For their parts, retail partners like having co-branded cards because there are a lot of rewards in it for them, as well. Credit card companies pay a bonus to their partner or even to the partner’s individual salespeople every time a new customer signs up for the card (which means, for example, that a store’s employee might get a $100 bonus each time she convinces someone to sign up for their credit card). The retailer also does not have to pay a credit card fee when the co-branded card is used, and if the user pays interest or late fees to the credit card company, the retailer gets a portion of these, too. (And as we’ve seen, these can really add up.) Other fees can be negotiated with the card company, often to the retailer’s advantage. Perhaps most importantly, co-branded cards encourage users to spend more money, in hopes of gaining more rewards. According to MasterCard, co-branded cardholders outspend their non-branded counterparts by nearly $5,000 a year. The incentives for the customer mean more money for the retailer, too. The reward structures for retailers can vary greatly from credit card to credit card, especially as competition becomes greater. This was the impetus behind Costco’s decision to move to Visa, which was offering much better terms for the retailer.
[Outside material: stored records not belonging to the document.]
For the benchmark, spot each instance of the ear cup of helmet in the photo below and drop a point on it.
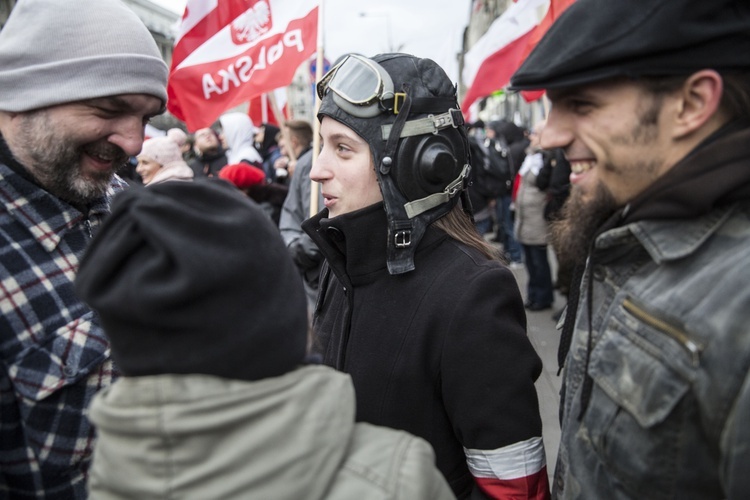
(425, 164)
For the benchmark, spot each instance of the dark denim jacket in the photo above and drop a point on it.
(669, 412)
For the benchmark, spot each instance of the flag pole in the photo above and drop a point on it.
(314, 187)
(280, 118)
(264, 107)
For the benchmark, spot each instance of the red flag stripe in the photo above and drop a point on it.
(534, 487)
(211, 81)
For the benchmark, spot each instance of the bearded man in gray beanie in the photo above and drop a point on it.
(651, 104)
(78, 82)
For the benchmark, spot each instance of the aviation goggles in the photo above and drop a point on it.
(361, 87)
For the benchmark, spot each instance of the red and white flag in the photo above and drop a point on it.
(269, 108)
(491, 62)
(229, 51)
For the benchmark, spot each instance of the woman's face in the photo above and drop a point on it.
(344, 169)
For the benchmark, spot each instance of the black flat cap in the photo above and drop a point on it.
(598, 39)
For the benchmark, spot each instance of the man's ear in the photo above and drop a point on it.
(698, 102)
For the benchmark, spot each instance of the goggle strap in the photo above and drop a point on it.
(429, 125)
(420, 206)
(421, 105)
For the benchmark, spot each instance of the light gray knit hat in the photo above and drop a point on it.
(58, 51)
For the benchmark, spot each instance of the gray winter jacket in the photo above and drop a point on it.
(289, 437)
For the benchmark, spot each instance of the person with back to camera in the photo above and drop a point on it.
(210, 156)
(651, 103)
(217, 400)
(72, 112)
(238, 131)
(413, 303)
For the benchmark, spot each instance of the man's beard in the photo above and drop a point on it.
(574, 232)
(55, 160)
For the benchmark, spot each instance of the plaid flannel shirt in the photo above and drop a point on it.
(54, 354)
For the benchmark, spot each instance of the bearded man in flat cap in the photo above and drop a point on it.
(78, 83)
(651, 103)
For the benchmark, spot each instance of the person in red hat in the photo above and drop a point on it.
(651, 104)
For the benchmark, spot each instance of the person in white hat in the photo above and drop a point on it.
(78, 83)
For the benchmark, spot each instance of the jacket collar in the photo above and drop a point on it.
(355, 244)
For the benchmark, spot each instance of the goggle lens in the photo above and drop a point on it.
(357, 82)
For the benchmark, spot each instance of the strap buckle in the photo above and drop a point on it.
(402, 239)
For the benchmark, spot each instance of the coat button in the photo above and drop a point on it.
(335, 234)
(599, 273)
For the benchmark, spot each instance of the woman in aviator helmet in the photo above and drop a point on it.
(412, 302)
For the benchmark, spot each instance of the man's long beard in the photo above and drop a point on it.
(54, 159)
(574, 233)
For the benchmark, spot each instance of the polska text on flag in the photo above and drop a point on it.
(230, 51)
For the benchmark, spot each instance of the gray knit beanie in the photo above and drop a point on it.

And finally, the incentives for the customer are the reason co-branded cards exist in the first place. Using the card lets a user receive special discounts or accumulate points or miles that can be redeemed for additional purchases. Choosing a credit card often involves a careful weighing of the rewards. A small cottage industry now exists for websites that break down various reward structures for co-branded and regular cards. Though the rewards are often an appealing lure, customers should be cautious of the danger of using a co-branded card. The average APR on co-branded cards last years was 23.43%, while the average for regular credit cards was 15%. If you’re not diligent about paying off credit cards, the rewards won’t be worth the debt.
Co-branded credit cards are certainly a major contingent in the payment industry—but one that’s constantly changing. Competition for customers and retail partners is fierce, and more and more credit card companies are getting in on the game. What’s more, in an effort to gain a larger audience, more emphasis is being placed on term transparency and ease of use. Southwest Airlines is particularly lauded for making it easy to book a flight with points from the Southwest Rapid Rewards Visa Card rather than with money.
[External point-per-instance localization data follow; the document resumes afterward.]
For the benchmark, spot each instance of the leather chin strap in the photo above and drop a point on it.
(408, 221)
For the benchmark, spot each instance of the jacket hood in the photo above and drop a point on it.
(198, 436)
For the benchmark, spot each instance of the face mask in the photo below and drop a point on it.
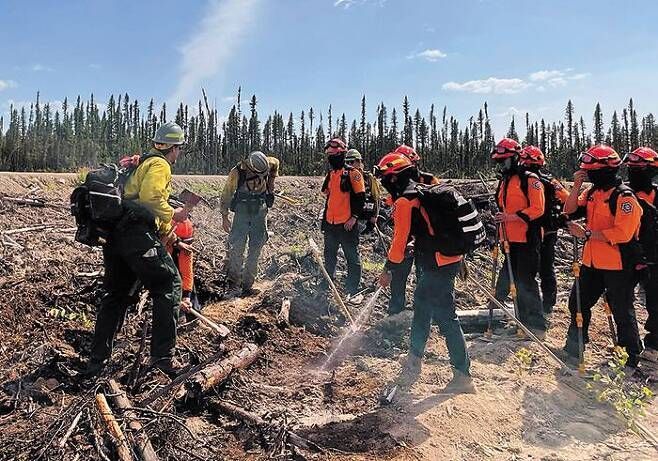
(336, 161)
(606, 177)
(641, 178)
(508, 166)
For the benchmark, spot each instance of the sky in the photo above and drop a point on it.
(517, 55)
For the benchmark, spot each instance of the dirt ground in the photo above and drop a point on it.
(50, 287)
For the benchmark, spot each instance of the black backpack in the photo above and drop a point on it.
(97, 205)
(457, 227)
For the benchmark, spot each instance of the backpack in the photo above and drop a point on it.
(457, 227)
(97, 205)
(632, 252)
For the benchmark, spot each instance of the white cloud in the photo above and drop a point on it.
(489, 85)
(208, 51)
(41, 68)
(5, 84)
(431, 55)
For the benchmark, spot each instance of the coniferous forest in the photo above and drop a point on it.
(82, 133)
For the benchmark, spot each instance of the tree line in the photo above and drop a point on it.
(46, 138)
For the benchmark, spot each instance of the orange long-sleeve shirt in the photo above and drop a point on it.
(402, 231)
(512, 199)
(618, 228)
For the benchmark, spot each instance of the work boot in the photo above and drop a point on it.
(168, 365)
(461, 383)
(94, 368)
(250, 291)
(410, 371)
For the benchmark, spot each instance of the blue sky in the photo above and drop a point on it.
(518, 55)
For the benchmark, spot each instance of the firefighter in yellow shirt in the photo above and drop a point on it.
(135, 250)
(249, 193)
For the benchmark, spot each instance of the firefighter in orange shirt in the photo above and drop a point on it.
(611, 252)
(345, 191)
(555, 195)
(434, 294)
(520, 197)
(642, 168)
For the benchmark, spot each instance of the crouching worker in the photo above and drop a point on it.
(434, 294)
(136, 250)
(249, 193)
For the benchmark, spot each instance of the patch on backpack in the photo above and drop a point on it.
(626, 207)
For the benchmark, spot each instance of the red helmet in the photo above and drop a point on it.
(335, 146)
(599, 157)
(505, 148)
(408, 152)
(532, 155)
(184, 229)
(641, 157)
(392, 164)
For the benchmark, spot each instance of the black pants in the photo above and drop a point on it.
(525, 264)
(618, 287)
(399, 276)
(547, 271)
(335, 236)
(650, 286)
(434, 299)
(135, 253)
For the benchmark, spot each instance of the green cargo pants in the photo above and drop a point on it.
(133, 253)
(249, 223)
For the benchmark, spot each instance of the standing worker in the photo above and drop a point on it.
(555, 195)
(249, 193)
(373, 196)
(400, 273)
(136, 250)
(345, 191)
(611, 252)
(434, 295)
(642, 168)
(520, 198)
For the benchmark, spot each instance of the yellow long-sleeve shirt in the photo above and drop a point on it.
(253, 183)
(150, 186)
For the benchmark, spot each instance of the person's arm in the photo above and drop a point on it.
(154, 192)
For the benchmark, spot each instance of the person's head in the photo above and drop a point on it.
(169, 139)
(395, 171)
(257, 163)
(642, 166)
(601, 163)
(335, 149)
(354, 159)
(408, 152)
(506, 155)
(532, 158)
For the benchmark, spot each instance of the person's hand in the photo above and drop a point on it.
(385, 279)
(226, 223)
(186, 305)
(577, 230)
(180, 214)
(579, 178)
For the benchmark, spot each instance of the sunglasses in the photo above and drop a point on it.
(589, 159)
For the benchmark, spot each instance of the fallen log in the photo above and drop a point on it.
(253, 419)
(112, 426)
(181, 379)
(214, 375)
(141, 439)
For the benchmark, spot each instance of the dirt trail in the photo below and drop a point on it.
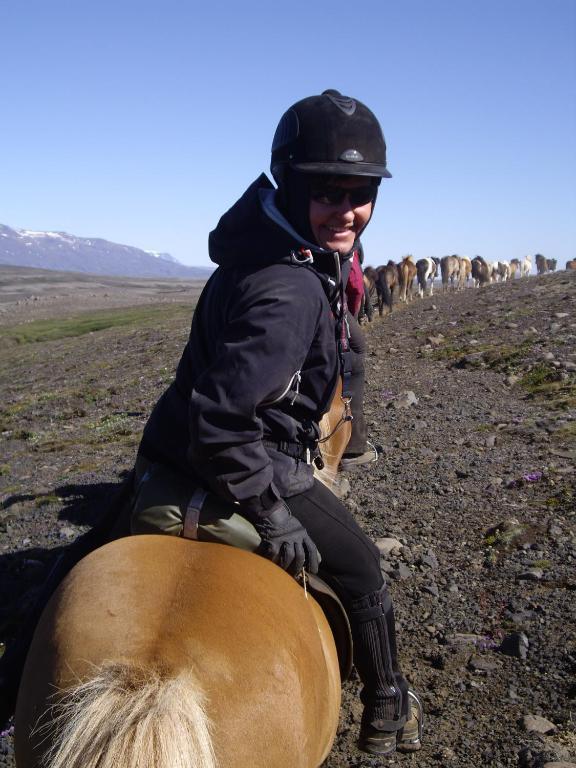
(475, 481)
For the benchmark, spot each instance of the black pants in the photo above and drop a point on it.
(350, 560)
(357, 443)
(351, 565)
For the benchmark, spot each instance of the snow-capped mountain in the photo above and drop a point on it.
(61, 251)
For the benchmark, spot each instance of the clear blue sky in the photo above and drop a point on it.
(142, 122)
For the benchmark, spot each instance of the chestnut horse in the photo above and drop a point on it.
(161, 652)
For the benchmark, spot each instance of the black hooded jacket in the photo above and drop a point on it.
(260, 365)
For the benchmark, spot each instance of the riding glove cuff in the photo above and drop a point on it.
(285, 541)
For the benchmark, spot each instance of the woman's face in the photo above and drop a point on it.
(340, 208)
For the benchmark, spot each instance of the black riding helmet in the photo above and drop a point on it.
(326, 135)
(329, 134)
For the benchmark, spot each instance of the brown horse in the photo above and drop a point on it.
(406, 275)
(450, 270)
(160, 652)
(386, 286)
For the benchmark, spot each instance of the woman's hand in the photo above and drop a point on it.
(285, 541)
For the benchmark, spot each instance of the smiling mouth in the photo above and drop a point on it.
(339, 230)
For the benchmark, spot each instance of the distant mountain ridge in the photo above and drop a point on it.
(61, 251)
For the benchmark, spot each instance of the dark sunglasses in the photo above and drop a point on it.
(335, 195)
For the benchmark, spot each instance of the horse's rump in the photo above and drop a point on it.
(229, 630)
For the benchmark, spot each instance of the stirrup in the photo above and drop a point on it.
(411, 742)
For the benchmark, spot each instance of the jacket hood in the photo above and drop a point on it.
(254, 232)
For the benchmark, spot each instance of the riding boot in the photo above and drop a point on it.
(385, 689)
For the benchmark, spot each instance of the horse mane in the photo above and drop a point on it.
(129, 717)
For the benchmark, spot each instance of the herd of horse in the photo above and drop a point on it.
(395, 282)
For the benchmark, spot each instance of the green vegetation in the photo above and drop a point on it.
(545, 382)
(91, 322)
(46, 501)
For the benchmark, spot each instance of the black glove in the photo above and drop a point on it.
(285, 541)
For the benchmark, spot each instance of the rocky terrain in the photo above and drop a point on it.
(471, 398)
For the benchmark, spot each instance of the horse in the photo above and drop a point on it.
(450, 269)
(335, 431)
(386, 285)
(426, 270)
(464, 272)
(161, 652)
(366, 307)
(406, 275)
(541, 264)
(503, 270)
(480, 271)
(526, 266)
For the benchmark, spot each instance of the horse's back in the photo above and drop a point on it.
(258, 647)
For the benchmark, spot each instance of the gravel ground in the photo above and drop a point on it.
(471, 397)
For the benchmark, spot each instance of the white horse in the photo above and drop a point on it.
(526, 266)
(426, 270)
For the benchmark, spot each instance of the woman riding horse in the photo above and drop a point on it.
(235, 436)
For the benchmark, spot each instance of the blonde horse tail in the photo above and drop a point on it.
(131, 717)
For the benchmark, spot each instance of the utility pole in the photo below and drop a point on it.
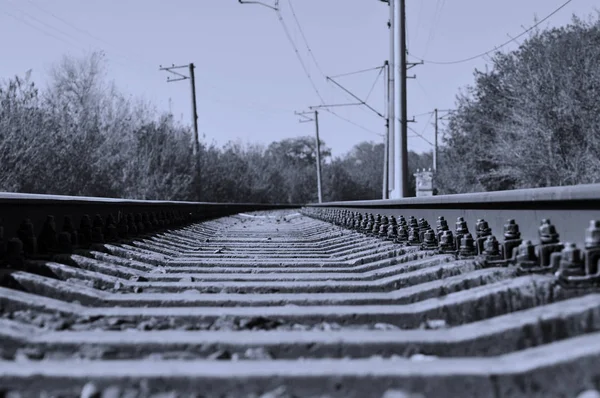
(195, 144)
(318, 148)
(435, 152)
(435, 143)
(398, 148)
(401, 173)
(391, 102)
(386, 146)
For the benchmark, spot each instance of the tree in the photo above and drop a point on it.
(531, 120)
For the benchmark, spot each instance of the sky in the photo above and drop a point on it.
(251, 77)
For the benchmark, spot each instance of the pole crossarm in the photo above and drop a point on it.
(170, 70)
(275, 7)
(334, 105)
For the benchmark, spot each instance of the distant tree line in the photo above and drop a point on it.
(531, 120)
(81, 136)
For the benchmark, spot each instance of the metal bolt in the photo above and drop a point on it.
(430, 238)
(447, 240)
(413, 236)
(402, 235)
(511, 230)
(592, 235)
(547, 232)
(491, 247)
(413, 223)
(467, 245)
(526, 251)
(482, 228)
(461, 227)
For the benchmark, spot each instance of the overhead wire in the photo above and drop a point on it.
(297, 52)
(496, 48)
(47, 25)
(45, 32)
(420, 135)
(85, 32)
(310, 52)
(374, 84)
(304, 67)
Once just the realm of the affluent, co-branded credit card companies are doing more and more to appeal to the middle class. A survey found that while households earning an annual income of $75,000-99,000 are most likely to want cash back rewards from their credit cards, households with a $50,000-$74,900 annual income are most likely to want miles rewards and point flexibility. To that end, mainstream retailers like WalMart and Red Roof Inn have recently begun offering co-branded cards in order to broaden their audience.
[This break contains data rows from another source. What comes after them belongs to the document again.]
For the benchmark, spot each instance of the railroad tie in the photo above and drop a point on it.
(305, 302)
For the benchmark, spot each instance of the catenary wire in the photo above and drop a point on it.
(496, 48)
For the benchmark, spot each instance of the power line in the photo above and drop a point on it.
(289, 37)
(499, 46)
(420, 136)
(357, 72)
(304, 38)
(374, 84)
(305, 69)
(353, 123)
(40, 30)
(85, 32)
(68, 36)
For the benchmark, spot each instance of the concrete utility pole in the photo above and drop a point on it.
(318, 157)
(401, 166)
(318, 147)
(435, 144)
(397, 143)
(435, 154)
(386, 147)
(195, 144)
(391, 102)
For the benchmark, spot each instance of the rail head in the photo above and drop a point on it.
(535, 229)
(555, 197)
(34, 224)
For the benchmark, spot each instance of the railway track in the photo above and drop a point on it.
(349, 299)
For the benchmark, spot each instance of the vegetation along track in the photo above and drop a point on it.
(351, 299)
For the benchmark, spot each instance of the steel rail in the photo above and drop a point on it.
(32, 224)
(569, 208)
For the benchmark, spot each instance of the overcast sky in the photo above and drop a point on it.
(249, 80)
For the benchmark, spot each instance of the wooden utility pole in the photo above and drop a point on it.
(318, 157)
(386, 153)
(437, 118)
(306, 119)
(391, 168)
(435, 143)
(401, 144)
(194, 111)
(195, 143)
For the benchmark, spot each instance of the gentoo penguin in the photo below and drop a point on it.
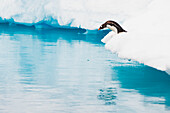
(112, 25)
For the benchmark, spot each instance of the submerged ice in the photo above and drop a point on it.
(146, 21)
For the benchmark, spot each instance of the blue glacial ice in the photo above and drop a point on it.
(147, 23)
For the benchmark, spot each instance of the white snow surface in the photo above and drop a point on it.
(88, 14)
(148, 38)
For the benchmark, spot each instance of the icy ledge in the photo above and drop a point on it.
(147, 40)
(139, 48)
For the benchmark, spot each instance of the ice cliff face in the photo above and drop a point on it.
(88, 14)
(148, 37)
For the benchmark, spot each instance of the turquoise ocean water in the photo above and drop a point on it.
(63, 71)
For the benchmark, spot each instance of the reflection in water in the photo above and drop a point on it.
(108, 95)
(67, 72)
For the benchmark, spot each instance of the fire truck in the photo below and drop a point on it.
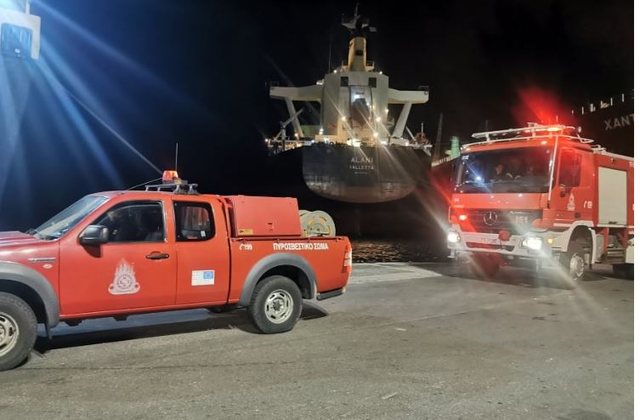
(542, 194)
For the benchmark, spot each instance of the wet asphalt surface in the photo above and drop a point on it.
(423, 341)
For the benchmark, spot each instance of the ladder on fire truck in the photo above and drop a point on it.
(532, 131)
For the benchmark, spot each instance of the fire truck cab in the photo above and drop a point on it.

It remains to be seen whether the appeal to the middle class will pay off for credit card companies, especially as interest rates on co-branded cards continue to increase after the Federal Reserve increased its benchmark interest rates last year. Some experts fear that we’re on the verge of a breaking point, where the high rates won’t be worth it to customers anymore. And as retailers become more demanding about their terms—especially after witnessing Costco’s coup—credit card companies will be forced to respond.